La actividad física regular y adaptada es una de las estrategias no farmacológicas con mayor respaldo para el manejo de la fibromialgia. Aunque el dolor y la fatiga pueden generar temor al movimiento, la evidencia científica muestra que el ejercicio suave, progresivo y constante, realizado desde casa, puede ayudar a disminuir el dolor, mejorar la movilidad, favorecer el sueño y fortalecer el bienestar emocional.
La clave está en iniciar lentamente, respetar los límites del cuerpo y priorizar la constancia sobre la intensidad.

1. Caminata suave en casa
Si no es posible salir, se puede caminar dentro de casa o marchar en el mismo lugar con un estiramiento antes y después.
Beneficios: activa la circulación, reduce la rigidez y mejora la energía.
Recomendación: iniciar con 10–15 minutos, 3 veces por semana, aumentando gradualmente según tolerancia.

2. Estiramientos suaves
Los estiramientos ayudan a disminuir la tensión muscular y mejorar la movilidad.
Recomendación: movimientos lentos, sin rebotes, manteniendo cada posición 15–30 segundos. Son especialmente útiles al despertar o antes de dormir.

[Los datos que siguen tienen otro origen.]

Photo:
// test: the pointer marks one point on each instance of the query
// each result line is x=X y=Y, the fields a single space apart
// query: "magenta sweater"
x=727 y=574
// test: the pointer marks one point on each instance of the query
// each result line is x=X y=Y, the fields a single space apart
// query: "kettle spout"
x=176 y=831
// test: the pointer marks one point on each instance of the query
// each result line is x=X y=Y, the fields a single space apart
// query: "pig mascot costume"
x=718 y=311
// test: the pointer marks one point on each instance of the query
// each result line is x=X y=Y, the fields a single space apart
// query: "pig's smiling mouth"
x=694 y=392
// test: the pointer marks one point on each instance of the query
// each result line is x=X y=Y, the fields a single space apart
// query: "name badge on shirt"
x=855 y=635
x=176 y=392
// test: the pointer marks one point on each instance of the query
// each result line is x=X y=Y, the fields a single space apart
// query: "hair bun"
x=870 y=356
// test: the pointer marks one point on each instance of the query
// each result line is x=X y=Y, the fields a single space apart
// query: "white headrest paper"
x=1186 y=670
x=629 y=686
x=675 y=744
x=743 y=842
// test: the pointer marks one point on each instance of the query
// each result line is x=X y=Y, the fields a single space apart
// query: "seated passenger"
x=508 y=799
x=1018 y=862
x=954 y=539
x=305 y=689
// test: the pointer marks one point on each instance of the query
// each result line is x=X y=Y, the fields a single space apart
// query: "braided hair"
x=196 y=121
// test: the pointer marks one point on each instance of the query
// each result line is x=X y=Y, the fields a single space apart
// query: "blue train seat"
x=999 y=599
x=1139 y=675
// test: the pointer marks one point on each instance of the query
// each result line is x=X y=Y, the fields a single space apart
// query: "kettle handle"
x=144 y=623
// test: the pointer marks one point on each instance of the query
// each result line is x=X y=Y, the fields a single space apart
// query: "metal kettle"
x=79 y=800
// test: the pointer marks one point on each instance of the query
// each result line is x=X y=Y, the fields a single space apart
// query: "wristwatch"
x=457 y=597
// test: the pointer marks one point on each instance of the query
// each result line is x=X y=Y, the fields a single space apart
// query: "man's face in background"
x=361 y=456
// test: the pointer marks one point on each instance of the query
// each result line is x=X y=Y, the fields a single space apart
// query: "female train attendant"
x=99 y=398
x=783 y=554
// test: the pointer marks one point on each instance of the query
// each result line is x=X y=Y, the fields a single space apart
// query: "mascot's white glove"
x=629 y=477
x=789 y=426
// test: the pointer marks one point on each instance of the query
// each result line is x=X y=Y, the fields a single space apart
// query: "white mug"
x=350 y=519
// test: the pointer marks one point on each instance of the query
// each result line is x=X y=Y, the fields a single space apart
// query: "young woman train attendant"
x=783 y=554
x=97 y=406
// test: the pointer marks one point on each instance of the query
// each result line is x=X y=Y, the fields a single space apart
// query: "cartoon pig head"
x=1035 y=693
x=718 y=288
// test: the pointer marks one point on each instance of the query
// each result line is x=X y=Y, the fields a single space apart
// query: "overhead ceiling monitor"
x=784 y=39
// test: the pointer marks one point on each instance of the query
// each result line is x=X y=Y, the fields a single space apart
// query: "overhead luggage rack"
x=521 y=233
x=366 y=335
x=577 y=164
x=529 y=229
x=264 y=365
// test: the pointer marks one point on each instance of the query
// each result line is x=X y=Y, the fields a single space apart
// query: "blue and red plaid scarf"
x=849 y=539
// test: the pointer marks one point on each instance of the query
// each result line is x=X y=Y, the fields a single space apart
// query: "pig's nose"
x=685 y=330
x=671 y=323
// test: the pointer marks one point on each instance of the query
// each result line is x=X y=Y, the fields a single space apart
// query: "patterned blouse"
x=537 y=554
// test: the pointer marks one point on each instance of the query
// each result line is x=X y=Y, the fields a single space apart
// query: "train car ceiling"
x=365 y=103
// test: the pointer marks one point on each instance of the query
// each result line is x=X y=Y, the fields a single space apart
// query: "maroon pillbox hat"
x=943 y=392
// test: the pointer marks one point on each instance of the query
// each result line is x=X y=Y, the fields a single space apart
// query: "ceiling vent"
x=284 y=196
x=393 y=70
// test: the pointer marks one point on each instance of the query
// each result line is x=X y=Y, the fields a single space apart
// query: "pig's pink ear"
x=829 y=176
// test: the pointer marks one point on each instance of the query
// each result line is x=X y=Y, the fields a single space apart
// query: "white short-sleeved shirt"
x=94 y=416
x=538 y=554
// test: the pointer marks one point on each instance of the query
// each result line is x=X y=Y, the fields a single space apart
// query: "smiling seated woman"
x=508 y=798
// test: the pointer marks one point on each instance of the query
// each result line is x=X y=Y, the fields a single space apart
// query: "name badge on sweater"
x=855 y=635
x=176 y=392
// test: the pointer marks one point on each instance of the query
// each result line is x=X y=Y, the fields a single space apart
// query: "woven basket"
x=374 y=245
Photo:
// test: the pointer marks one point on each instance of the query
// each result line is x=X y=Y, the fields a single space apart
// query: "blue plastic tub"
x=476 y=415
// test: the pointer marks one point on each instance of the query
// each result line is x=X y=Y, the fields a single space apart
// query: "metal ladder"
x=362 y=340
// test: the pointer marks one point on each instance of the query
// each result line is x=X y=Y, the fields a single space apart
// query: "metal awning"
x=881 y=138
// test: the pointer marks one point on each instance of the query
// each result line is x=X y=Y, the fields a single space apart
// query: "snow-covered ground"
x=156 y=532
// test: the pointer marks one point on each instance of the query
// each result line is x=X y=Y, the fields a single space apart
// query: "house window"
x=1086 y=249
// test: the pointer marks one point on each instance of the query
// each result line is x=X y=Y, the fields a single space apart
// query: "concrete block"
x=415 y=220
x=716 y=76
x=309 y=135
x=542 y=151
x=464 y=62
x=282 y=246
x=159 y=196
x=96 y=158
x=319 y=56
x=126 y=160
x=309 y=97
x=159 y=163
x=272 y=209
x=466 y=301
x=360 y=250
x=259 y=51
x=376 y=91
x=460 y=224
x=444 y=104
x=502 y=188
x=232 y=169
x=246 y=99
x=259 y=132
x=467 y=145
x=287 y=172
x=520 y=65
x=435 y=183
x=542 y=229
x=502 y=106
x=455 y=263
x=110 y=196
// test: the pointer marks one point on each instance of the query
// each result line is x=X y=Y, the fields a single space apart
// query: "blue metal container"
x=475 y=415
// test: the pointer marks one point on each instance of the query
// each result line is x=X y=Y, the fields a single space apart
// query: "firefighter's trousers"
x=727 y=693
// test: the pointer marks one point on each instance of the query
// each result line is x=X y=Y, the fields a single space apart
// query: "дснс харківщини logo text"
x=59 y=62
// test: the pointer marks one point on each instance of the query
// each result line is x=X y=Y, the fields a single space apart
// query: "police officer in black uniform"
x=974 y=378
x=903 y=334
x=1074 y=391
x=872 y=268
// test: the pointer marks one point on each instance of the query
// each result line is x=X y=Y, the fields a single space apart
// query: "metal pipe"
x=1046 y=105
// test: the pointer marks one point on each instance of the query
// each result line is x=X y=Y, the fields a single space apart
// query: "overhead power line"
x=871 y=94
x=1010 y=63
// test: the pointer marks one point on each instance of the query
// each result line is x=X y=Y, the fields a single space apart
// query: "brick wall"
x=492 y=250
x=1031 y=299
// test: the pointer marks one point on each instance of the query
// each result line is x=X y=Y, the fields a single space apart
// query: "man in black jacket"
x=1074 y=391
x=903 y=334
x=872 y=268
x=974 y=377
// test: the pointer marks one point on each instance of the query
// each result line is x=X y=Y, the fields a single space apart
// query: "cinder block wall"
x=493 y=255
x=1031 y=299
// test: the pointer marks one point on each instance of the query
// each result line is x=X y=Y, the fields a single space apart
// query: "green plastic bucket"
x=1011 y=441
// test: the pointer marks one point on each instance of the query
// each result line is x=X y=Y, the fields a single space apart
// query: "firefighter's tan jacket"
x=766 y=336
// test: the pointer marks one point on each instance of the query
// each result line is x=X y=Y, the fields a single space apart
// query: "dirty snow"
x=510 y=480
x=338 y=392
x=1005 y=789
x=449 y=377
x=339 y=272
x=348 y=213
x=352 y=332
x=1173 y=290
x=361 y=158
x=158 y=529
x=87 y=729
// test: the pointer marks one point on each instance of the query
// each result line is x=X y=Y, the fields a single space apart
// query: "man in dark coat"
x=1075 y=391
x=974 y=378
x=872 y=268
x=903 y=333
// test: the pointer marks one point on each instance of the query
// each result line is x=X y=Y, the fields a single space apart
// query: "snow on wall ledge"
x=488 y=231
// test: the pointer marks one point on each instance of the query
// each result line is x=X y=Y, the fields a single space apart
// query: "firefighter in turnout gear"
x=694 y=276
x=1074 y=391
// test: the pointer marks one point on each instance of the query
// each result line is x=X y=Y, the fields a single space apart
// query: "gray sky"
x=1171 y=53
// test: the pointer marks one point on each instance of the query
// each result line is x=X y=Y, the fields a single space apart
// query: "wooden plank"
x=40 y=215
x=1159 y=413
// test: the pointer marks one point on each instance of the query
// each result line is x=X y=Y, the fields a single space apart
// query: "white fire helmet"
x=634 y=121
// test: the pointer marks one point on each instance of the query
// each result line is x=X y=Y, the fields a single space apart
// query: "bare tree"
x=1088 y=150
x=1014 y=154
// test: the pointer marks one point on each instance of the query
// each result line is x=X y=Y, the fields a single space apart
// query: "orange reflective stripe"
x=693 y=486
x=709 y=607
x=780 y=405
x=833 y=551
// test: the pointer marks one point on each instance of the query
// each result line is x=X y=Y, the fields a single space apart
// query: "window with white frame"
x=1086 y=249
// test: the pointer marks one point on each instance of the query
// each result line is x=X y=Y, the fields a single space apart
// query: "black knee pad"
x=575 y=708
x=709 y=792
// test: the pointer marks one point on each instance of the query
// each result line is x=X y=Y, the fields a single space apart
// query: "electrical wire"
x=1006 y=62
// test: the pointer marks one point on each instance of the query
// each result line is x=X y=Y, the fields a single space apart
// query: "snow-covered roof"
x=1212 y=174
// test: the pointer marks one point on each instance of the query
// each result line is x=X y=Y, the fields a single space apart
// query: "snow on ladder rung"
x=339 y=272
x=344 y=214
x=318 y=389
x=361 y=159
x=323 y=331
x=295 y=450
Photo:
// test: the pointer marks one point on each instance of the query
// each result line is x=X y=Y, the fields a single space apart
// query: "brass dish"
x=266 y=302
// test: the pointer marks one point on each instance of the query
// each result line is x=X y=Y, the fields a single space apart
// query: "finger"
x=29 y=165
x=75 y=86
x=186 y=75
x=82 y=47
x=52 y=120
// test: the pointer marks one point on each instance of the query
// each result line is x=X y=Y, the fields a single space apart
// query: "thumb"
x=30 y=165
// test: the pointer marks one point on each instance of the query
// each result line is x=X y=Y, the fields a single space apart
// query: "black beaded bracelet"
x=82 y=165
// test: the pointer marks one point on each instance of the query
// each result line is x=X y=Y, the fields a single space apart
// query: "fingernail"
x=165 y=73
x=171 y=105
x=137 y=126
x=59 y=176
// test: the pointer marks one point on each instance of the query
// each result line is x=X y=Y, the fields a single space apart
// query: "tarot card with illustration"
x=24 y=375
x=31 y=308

3. Yoga suave o restaurativo
El yoga combina respiración consciente, movilidad suave y relajación.
Beneficios: puede reducir la percepción del dolor, la ansiedad y favorecer el descanso.
Se recomienda optar por rutinas básicas y evitar posturas exigentes.

4. Movilidad articular guiada
Consiste en movimientos suaves y controlados de hombros, cuello, caderas, rodillas y tobillos.
Beneficios: ayuda a reducir rigidez y mantener el rango de movimiento.
Puede realizarse sentada o de pie, durante 5–10 minutos diarios.

5. Fortalecimiento ligero con bandas o botellas
Se pueden usar bandas elásticas, botellas con agua o el propio peso corporal.
Beneficios: mejora la resistencia muscular y la estabilidad.
Recomendación: 1–2 veces por semana, con baja resistencia y pocas repeticiones, evitando el sobreesfuerzo.

Recomendaciones generales

  • Consultar previamente con un profesional de salud.
  • Iniciar con baja intensidad y progresar gradualmente.
  • Evitar exigirse en días de mayor dolor (adaptar, no suspender completamente si es posible).
  • Combinar ejercicio con descanso adecuado.
  • Recordar que la regularidad es más importante que la intensidad.

El movimiento suave, realizado en casa y adaptado a cada persona, puede convertirse en una herramienta valiosa para mejorar la calidad de vida en quienes viven con fibromialgia. Si tienes dudas ponte en contacto con nosotros y con gusto te orientaremos.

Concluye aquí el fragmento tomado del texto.